Naturally, you can even get used to this, even if you have developed a good combat strategy, and one of your fighters will miss about 10 times on the enemy for the wrong reason, thereby signing the death penalty for your tactics. And imagine, this is not even the worst thing in the game. Here’s what really hit me right in my heart – the solo company.
And what a single company there is. It’s just a collection of pathetic scenarios where you are told every time you find a way to accomplish a particular task. That is, you understand, you cannot develop your own battle tactics, the tactics of passing – you must, even must do what the creators intended in their sick head. And now add to all this the “great game random”, which will determine the fate of the further battle.
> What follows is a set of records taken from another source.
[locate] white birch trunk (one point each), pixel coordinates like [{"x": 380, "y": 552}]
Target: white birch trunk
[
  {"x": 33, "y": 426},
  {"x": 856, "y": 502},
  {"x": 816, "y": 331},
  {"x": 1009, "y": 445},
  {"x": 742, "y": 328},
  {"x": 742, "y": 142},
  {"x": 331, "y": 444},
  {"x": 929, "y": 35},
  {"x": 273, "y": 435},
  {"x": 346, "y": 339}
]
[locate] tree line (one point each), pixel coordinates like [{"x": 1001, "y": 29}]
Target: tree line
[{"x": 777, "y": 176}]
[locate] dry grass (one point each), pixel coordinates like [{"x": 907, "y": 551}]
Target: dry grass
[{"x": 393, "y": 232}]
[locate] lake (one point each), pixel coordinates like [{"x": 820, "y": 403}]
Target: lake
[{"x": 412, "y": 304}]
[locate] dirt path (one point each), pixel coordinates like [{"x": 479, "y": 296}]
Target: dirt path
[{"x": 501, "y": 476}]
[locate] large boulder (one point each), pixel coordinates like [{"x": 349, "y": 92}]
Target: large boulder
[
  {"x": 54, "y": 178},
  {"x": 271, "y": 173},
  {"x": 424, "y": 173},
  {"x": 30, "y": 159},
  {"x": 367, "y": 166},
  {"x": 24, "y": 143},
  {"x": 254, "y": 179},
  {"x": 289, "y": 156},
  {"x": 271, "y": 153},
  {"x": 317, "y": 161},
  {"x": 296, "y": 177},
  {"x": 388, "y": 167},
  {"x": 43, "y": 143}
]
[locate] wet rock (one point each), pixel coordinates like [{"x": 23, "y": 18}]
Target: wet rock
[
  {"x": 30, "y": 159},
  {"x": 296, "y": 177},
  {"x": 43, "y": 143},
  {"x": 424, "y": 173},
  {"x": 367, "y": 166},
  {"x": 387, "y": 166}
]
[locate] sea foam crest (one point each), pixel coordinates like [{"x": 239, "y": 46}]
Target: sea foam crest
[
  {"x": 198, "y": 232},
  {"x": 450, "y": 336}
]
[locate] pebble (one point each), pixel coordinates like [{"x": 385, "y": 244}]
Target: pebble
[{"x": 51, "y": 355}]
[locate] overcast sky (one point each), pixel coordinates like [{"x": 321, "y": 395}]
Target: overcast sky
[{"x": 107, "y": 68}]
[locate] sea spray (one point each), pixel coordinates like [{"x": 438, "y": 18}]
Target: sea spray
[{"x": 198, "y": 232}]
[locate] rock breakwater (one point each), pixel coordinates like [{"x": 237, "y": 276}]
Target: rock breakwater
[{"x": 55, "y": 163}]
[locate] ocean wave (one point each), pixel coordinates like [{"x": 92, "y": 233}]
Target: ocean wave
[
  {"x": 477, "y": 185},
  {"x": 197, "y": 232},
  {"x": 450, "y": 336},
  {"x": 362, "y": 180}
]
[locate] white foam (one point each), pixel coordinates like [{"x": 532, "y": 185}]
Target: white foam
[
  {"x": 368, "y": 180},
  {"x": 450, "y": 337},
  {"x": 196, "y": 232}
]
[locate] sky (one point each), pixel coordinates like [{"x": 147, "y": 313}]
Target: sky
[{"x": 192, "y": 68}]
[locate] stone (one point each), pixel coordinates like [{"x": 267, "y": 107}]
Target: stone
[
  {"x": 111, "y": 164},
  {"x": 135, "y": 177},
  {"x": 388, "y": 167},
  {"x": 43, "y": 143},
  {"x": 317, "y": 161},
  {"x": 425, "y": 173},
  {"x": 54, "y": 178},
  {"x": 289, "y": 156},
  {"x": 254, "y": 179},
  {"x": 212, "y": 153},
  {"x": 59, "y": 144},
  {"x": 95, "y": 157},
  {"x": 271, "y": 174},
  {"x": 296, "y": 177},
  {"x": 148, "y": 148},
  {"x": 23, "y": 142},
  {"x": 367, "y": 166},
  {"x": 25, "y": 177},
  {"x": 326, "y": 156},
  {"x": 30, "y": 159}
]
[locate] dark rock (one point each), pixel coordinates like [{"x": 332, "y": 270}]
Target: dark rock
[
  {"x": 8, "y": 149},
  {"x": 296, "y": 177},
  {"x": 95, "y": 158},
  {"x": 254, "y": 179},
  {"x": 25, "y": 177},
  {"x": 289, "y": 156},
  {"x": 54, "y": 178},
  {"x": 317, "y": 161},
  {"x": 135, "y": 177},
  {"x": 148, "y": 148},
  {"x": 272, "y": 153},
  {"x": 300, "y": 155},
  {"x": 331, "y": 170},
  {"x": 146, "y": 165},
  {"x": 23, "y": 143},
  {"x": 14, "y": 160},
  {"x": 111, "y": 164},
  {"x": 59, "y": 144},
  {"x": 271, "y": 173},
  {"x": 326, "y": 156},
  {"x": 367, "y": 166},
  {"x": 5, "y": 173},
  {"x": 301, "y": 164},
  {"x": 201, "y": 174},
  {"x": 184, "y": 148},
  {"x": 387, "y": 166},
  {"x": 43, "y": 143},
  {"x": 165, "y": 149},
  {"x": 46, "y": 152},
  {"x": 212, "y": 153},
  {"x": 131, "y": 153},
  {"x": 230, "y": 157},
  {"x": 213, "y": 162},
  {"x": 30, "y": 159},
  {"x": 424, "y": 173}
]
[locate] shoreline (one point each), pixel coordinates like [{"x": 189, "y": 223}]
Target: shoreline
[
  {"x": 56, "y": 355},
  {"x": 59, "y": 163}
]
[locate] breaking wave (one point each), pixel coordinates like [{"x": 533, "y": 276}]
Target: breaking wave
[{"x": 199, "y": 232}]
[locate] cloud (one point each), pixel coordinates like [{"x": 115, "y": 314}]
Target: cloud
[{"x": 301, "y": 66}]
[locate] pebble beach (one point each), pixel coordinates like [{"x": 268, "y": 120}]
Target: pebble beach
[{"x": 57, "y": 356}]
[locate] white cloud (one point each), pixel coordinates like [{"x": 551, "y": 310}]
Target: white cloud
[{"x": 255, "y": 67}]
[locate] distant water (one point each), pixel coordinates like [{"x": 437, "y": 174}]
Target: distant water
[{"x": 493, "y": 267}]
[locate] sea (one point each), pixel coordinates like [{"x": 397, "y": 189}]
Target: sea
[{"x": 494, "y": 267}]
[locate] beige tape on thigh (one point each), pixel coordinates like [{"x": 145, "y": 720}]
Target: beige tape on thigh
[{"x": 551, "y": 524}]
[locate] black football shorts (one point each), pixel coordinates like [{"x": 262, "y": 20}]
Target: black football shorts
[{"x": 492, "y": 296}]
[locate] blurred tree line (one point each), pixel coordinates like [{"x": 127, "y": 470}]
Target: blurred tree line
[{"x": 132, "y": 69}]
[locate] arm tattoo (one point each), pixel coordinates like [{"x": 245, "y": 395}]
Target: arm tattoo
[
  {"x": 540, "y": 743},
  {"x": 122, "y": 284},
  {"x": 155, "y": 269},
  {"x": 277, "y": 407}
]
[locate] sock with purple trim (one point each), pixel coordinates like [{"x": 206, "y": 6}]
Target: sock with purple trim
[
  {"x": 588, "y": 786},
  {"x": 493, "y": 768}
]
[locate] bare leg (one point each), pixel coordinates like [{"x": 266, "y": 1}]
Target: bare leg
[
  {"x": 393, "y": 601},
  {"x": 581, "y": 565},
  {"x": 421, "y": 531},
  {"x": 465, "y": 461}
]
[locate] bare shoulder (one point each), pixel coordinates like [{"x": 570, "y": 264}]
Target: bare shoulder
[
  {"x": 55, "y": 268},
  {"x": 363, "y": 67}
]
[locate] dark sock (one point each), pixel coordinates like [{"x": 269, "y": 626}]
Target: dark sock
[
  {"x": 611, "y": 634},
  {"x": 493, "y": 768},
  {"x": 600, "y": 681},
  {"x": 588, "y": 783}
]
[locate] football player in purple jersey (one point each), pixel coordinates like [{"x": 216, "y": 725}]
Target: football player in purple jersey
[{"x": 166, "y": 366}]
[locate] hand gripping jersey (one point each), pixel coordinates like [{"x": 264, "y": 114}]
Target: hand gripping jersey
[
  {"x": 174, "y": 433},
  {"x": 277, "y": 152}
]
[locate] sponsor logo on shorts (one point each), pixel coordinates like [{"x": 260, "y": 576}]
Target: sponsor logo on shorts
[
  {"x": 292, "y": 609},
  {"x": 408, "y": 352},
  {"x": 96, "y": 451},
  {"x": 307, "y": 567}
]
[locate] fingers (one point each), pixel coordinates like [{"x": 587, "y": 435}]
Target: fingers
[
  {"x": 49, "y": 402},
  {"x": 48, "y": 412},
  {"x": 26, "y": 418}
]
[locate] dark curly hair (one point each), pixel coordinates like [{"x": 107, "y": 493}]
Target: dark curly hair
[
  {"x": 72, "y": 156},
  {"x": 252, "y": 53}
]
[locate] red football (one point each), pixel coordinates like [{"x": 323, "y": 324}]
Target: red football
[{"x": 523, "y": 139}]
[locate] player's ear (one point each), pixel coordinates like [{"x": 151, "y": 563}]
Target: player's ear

That is, either you will be shot stupidly from machine guns once again on the battlefield, or your soldiers will miss a hundred times, and then they will shoot you again. There are no miss statistics, they don’t exist at all. It is not known why your fighters will specifically smear. It’s just a fucking mystery of history. How did you come up with such a brilliant idea? Why hasn’t anyone come up with this yet, it’s a divine idea!
A punch to the heart
Micropayments have become the last smack in the face. In order for you to be able to open a new miraculous division, and this is an ordinary suit, you need about, or even more, 10 thousand of the usual game currency. Moreover, which is simply unrealistically long farming. Just cunt ** for how long! During this time, while collecting this money, you can already raise children, build a house and wait for a worthwhile game. Although, there is a way out – lay out a few hundred rubles and get what you wanted.
And yet, let the game, along with the poor developers, drown in the jerk, there are pluses. Animation and graphics are the only things that can please you at least a little, at least a little. Any battle is bloody and brutal, which is clearly in the style of the Warhammer universe. Orcs violently jump on their victims and choke with pumped tits, hammering opponents and shouting “Alah Akbar”. Against the background of the brutal massacre, the unique finishing off of some significant figures stood out. It looks very beautiful, cruel and even brutal.
True, this is all, because if, for example, you do not play with a friend who will not shout for every failure of yours: “Well, you are a crooked-handed sucker”. Then there is nothing to do in the game, because it is quite difficult to find a worthy opponent in the same online, as a rule, only slow-witted people sit there and those whose brains do not rise above ten fps.
Well, it’s up to you to decide whether or not to play Warhammer 40,000 Regicide in order to once again swear at the authors. I believe that such games at such a price deserve a place only in the trash, not to mention those games that destroy universes and entire stories (these generally need to be doused with gasoline and fired to hell). The list of minuses in the game is so huge that you can’t count everything on one hand. Even with the most positive views, the game looks like a real slag without any chance of getting to Paradise. Chess lovers, entering the game, will simply spit on the entire screen, seriously. For 500 rubles, there are really masterpiece games for which you really want to thank, and for that … for this piece of under-playing, you just want to put some hot stuff in your hands and more when meeting with the authors.